In light of the Great Resignation and the broadening digital skills gap, it’s important to consider how this defines the roles of the next generation of UK tax industry workers and what skills might be required.

A recent ACCA report highlights that digital skills are creeping into job specs, which could include Enterprise Resource Planning (ERP) and Artificial Intelligence (AI) among other technologies, which up until now were more at home in the tech team.

It is important to understand how the industry changes will define the role of the tax professional and the approach required by HR and hiring managers to meet workers’ needs.

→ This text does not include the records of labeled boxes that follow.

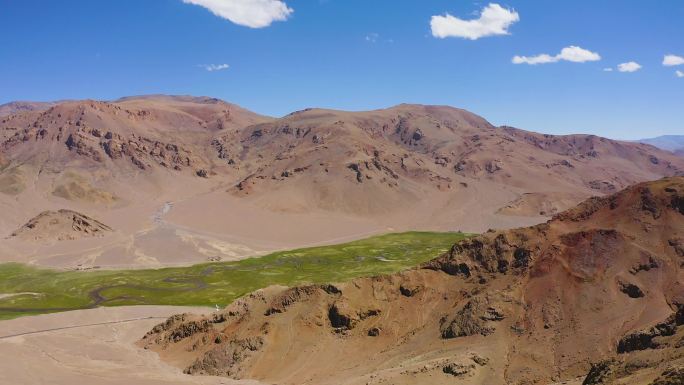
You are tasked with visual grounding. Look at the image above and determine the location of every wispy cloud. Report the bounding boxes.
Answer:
[430,3,520,40]
[512,45,601,65]
[198,64,230,72]
[183,0,294,28]
[663,55,684,67]
[366,33,380,43]
[618,61,641,72]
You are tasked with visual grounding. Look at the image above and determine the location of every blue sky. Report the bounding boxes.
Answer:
[0,0,684,139]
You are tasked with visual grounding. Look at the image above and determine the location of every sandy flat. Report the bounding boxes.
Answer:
[0,306,258,385]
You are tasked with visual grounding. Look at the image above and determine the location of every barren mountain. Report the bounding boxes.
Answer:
[639,135,684,156]
[11,210,112,241]
[141,177,684,385]
[0,95,684,266]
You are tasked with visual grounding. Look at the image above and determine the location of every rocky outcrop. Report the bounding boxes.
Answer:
[143,178,684,385]
[10,210,112,241]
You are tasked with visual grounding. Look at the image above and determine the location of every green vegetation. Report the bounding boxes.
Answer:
[0,232,467,319]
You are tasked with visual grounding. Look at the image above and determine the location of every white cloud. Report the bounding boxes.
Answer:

Making Tax Digital (MTD) – the evolving tax industry

The impending transformation in tax administration has created an urgency in tech investment, with speed, efficiency, and accuracy being the main drivers behind HMRC’s ‘Making Tax Digital’ (MTD) scheme. Organisations are now sitting up and listening to get their tax right, in particular as harsher consequences are set to be handed out for inaccurate and late filing, such as the introduction of a new points-based penalty system for VAT returns.

MTD for Corporation Tax (CT) introduces the requirement to sharpen up CT processes, making it a necessityto file quarterly, in addition to the existing annual filing. Given the new quarterly requirement, a closer interaction between VAT and CT tax data is needed. Changes in source data will need to be reflected in both CT and VAT in quick succession, to ensure consistency in the figures being filed to HMRC.

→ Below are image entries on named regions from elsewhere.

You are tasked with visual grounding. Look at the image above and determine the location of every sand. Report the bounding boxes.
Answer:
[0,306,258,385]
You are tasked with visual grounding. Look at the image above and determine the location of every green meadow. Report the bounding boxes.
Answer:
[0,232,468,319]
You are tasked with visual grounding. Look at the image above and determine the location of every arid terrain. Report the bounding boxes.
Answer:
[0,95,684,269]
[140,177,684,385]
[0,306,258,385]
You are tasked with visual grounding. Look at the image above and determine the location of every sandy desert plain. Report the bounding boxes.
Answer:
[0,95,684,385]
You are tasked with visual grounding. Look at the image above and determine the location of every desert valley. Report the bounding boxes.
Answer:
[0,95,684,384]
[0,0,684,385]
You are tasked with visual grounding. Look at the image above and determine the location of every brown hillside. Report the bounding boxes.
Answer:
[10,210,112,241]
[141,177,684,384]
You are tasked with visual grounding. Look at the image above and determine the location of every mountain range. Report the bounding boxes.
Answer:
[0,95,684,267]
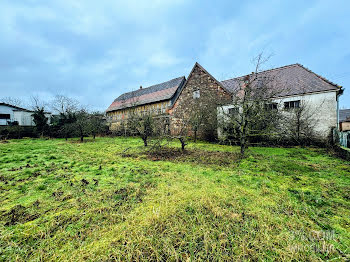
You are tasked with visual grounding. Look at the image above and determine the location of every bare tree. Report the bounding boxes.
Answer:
[89,112,106,140]
[73,108,89,142]
[220,53,281,155]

To be truly effective, this process relies on shared data. A lack of current integration between VAT and CT tax teams is creating operational inefficiencies and poor customer service. In particular, with MTD for CT and VAT filings set to be only five days apart, insight across the entire tax team is vital to avoid processing in silos and arriving at different figures. As per HMRC’s proposed changes, the industry is set to become data-driven.


Employment challenges for corporates

Under the pressure of a higher workload of more regular filings and a tighter budget, tax departments realise they must embrace technology, replacing time-consuming administrative work with automation, to be more customer-focused. Whilst spreadsheet “experts” are still needed, tools like ERP, blockchain, analytics and data visualisation are ranking as key skills. According to a recent survey by ACCA, 89 percent of accounting and finance professionals said that digital skills were necessary in their industry.

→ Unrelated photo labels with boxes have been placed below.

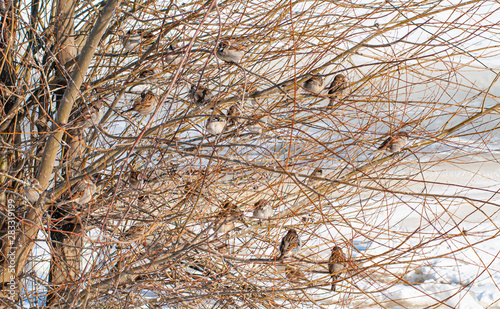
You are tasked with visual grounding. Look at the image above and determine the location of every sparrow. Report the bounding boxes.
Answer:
[302,76,325,93]
[65,179,97,205]
[206,115,226,135]
[375,131,408,155]
[128,170,146,189]
[75,99,102,129]
[226,104,245,127]
[277,229,301,262]
[23,178,44,204]
[215,40,246,63]
[328,246,347,291]
[215,202,241,234]
[253,199,273,221]
[124,90,158,116]
[328,74,348,106]
[189,84,211,106]
[121,29,154,51]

Areas that will benefit from automation include:

  • Data collection with MTD software, to minimise errors in manual data inputs.
  • Data extraction to reduce time spent transferring source documents to the tax software.
  • Data validation to reduce time spent on manual checks and spot errors.
  • Data integration.

Existing tax teams will therefore need to adapt and upskill, particularly in interpreting data. Corporates are no longer just looking for tax professionals with remarkable accounting skills – the brief now includes digital skills and even AI expertise to handle evolving tax requirements. But securing and retaining workers with the right skills means delivering an employment package which promises new elements, including a challenging work environment and work-life balance.


The impact of Gen Z workers

Typical work for junior tax workers has also changed. While junior staff used to be content doing manual data entry jobs, there is now an expectation to be trained from day 1, enabling faster career progression. Previously, it was not unusual for skilled workers with around five years’ experience (and various qualifications) to be doing basic spreadsheet work too. With the prospect of technology replacing such menial tasks, managers could redeploy these highly skilled tax advisors to add value to the business.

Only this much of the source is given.